The COVID-19 outbreak has shown how fragile our economies can be, and how valuable it is that certain critical sectors can react swiftly to provide uninterrupted services. Power sector utilities have proved their reliability throughout this period, even when faced with protracted lockdowns.
What’s more, the decarbonisation process has continued. This year, renewables have covered over 40% of the EU electricity generation, while the share of especially coal has plummeted.
The electricity industry is committed to provide Europe with fully decarbonised electricity, well before 2050, and lead the transition to a climate neutral economy. How do we get there?
In 2018, Eurelectric published a major piece of research, which showed how Europe’s energy system can transition cost-effectively to carbon neutrality by mid-century. In all scenarios, renewables assume a key role in power generation – at least 80% of all electricity will come from renewables.
With increasing shares of renewables in electricity, increased uptake on the demand side will be critical.
In other words, electrification of end-use sectors, notably transport, buildings and industry will be mission critical in order to integrate higher shares of renewables.
As the power mix progressively decarbonises, direct electrification will be the most efficient way to reduce emissions in end-use sectors, since conversion into other energy carriers inevitably comes with losses. Thus, electrification is not only a decarbonisation strategy, but also an energy saving strategy.
Electric vehicles and heat pumps are more efficient than their fuel-based combustion counterparts, even when accounting for power transformation losses. For instance, battery electric vehicles have a conversion efficiency of 80-90% from tank to wheel, compared to 20-30% for internal combustion engine. Similarly, compared to green methane used in conventional boilers the efficiency factor of heat pumps is 7 or 8 times higher.
Nevertheless, emerging energy carriers, such as renewable and low carbon power- to-gas fuels, will play an important complementary role in decarbonising specific segments of the industrial activity, and heavy- duty transport, where no electric alternative to fossil fuels exists.
There is no doubt that a smart sector integration strategy, driven by electrification, is now needed to fully benefit from positive synergies among various sectors of the economy.

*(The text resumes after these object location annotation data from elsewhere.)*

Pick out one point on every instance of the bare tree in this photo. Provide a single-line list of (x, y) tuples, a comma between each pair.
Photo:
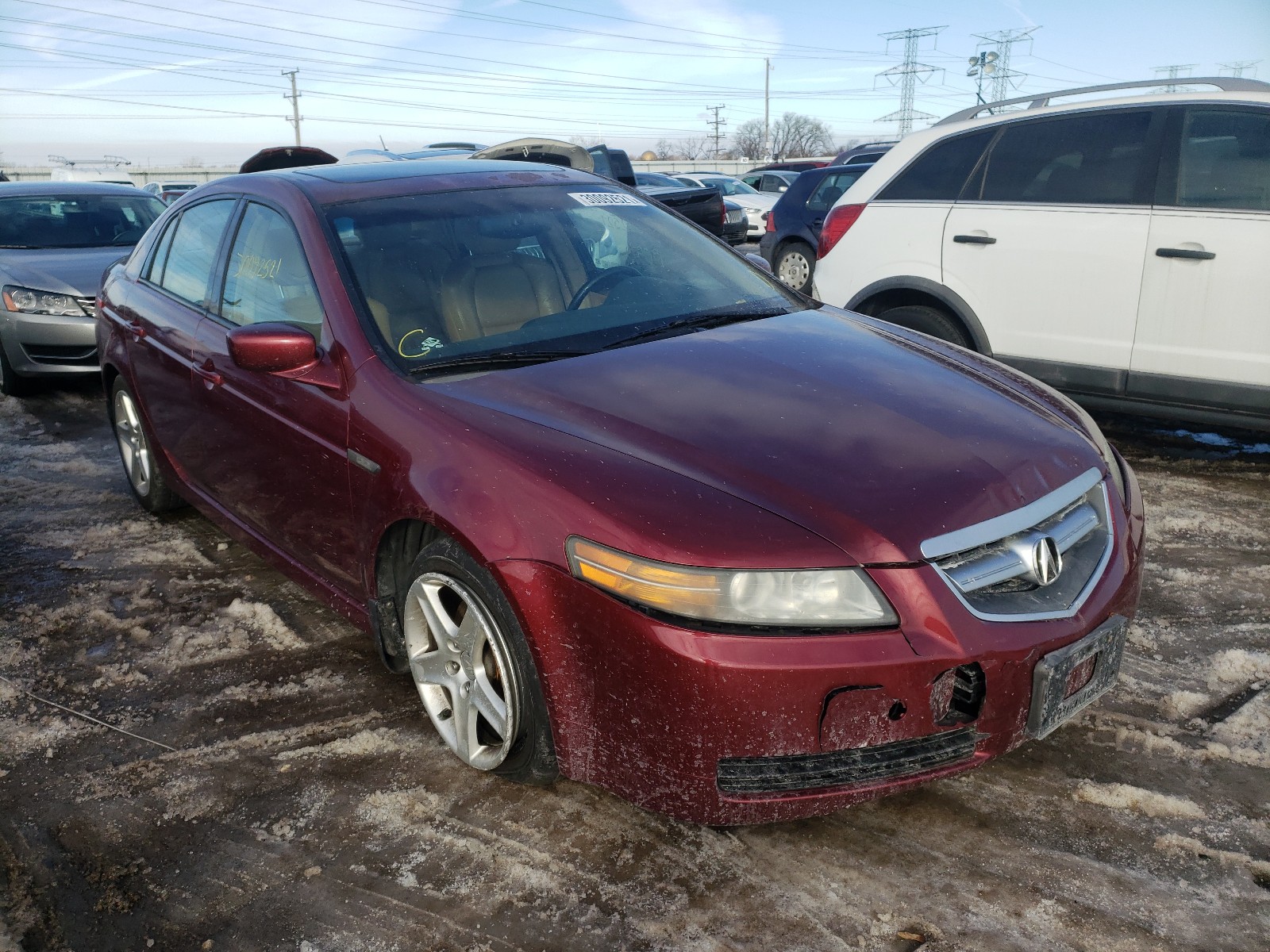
[(795, 136), (749, 139)]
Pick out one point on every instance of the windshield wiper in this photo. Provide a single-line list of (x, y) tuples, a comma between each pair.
[(497, 359), (702, 321)]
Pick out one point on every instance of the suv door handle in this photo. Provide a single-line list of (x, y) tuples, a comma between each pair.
[(209, 374), (1185, 253)]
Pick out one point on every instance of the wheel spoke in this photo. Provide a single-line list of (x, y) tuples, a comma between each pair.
[(487, 701), (429, 668)]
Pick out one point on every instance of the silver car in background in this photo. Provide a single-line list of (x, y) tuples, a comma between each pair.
[(56, 238)]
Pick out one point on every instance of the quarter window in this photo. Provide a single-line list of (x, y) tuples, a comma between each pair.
[(941, 171), (267, 274), (1089, 159), (1225, 160), (183, 263)]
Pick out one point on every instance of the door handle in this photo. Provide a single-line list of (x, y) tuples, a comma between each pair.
[(1185, 253), (209, 374)]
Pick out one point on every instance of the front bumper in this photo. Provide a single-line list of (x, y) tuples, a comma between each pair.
[(664, 716), (42, 344)]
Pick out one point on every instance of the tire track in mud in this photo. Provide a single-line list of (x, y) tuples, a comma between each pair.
[(311, 806)]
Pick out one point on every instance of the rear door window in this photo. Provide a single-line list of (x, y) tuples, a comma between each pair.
[(1225, 159), (940, 171), (267, 276), (1087, 159), (183, 262)]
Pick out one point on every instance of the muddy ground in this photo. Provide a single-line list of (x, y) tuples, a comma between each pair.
[(285, 793)]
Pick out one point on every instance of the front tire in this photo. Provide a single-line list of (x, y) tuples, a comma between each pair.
[(473, 670), (795, 266), (929, 321), (145, 480)]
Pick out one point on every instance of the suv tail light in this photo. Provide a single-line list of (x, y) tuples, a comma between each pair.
[(836, 226)]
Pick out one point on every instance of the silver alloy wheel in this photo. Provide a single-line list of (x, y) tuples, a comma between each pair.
[(794, 270), (133, 446), (460, 664)]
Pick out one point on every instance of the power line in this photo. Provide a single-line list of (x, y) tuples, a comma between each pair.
[(1172, 73), (908, 74), (1003, 78)]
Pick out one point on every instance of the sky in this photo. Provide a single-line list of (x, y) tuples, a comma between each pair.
[(181, 82)]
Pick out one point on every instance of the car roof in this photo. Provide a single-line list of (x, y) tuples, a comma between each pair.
[(340, 183), (69, 188)]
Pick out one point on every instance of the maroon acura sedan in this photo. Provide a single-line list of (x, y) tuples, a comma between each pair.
[(624, 507)]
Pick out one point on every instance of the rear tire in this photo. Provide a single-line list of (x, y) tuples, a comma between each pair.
[(473, 670), (137, 454), (929, 321), (794, 266)]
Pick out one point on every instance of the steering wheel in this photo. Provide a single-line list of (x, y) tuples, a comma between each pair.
[(610, 276)]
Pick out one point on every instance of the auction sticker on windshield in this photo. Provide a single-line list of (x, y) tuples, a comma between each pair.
[(596, 198)]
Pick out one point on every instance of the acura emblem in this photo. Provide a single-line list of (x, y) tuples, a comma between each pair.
[(1047, 562)]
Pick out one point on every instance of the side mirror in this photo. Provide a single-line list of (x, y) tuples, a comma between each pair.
[(272, 348), (759, 262)]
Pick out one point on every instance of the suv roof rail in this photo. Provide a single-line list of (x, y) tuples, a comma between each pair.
[(1227, 84)]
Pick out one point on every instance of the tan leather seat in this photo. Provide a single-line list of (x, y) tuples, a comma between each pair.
[(497, 289)]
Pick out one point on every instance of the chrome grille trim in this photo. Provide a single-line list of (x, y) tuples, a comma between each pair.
[(1009, 524), (992, 578)]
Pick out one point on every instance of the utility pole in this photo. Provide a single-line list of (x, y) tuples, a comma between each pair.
[(1003, 78), (1238, 69), (1172, 73), (908, 73), (295, 102), (768, 127), (717, 122)]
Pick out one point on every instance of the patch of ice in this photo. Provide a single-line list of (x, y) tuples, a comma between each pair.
[(1237, 666), (1123, 797)]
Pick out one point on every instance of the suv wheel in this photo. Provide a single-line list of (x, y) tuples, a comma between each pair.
[(795, 266), (929, 321)]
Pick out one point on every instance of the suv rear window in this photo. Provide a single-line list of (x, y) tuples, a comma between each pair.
[(941, 171), (1087, 159)]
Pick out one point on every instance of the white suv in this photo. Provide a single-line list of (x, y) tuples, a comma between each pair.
[(1118, 249)]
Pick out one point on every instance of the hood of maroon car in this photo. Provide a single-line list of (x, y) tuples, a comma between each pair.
[(869, 441)]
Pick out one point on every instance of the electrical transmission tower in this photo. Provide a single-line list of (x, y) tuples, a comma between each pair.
[(1003, 76), (295, 102), (718, 124), (1238, 69), (907, 76), (1172, 73)]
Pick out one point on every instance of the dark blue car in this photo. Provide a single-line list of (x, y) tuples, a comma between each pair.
[(794, 224)]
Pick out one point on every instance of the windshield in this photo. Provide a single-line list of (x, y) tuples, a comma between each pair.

This strategy is critical for the establishment of predictable, stable and market-based framework which ensures investments in a clean and cost-efficient energy transition.
As policy makers mull over the “EU strategy for energy system integration” it is essential to seize this opportunity to tackle some
remaining barriers, such as the heavy taxation of electricity, the coordination between electricity and gas grid operators, and the carbon pricing.
Today, almost two thirds of the electricity bill consists of taxes, levies and network tariffs. Lowering the levels of taxes and levies, while introducing cost-reflective network tariffs will contribute to an affordable and inclusive energy transition for all customers.
The strategy for energy system integration should be an opportunity to address the energy taxation and ensure that taxes and levies provide efficient and stable decarbonisation signals, while being fairly set across carriers.
Similarly, it is time to ensure that all part of the energy system contribute and are exposed to clear carbon price signals. The maritime sector is currently not exposed to any carbon pricing, while parts of residential heating have no or an insufficient CO2 price. While there is no one size fits all approach for carbon pricing, it is important to find the most efficient tool that paves the way to climate neutrality.
Last but not least, there is a growing need to strengthen the electricity grids. In an integrated system with more renewables. The importance of distribution grids should be duly reflected in the sector integration strategy as well as European spending on energy infrastructure.
Plenty of things still need to be tackled, yet one thing is certain: for Europe’s decarbonisation there is no way around electrification.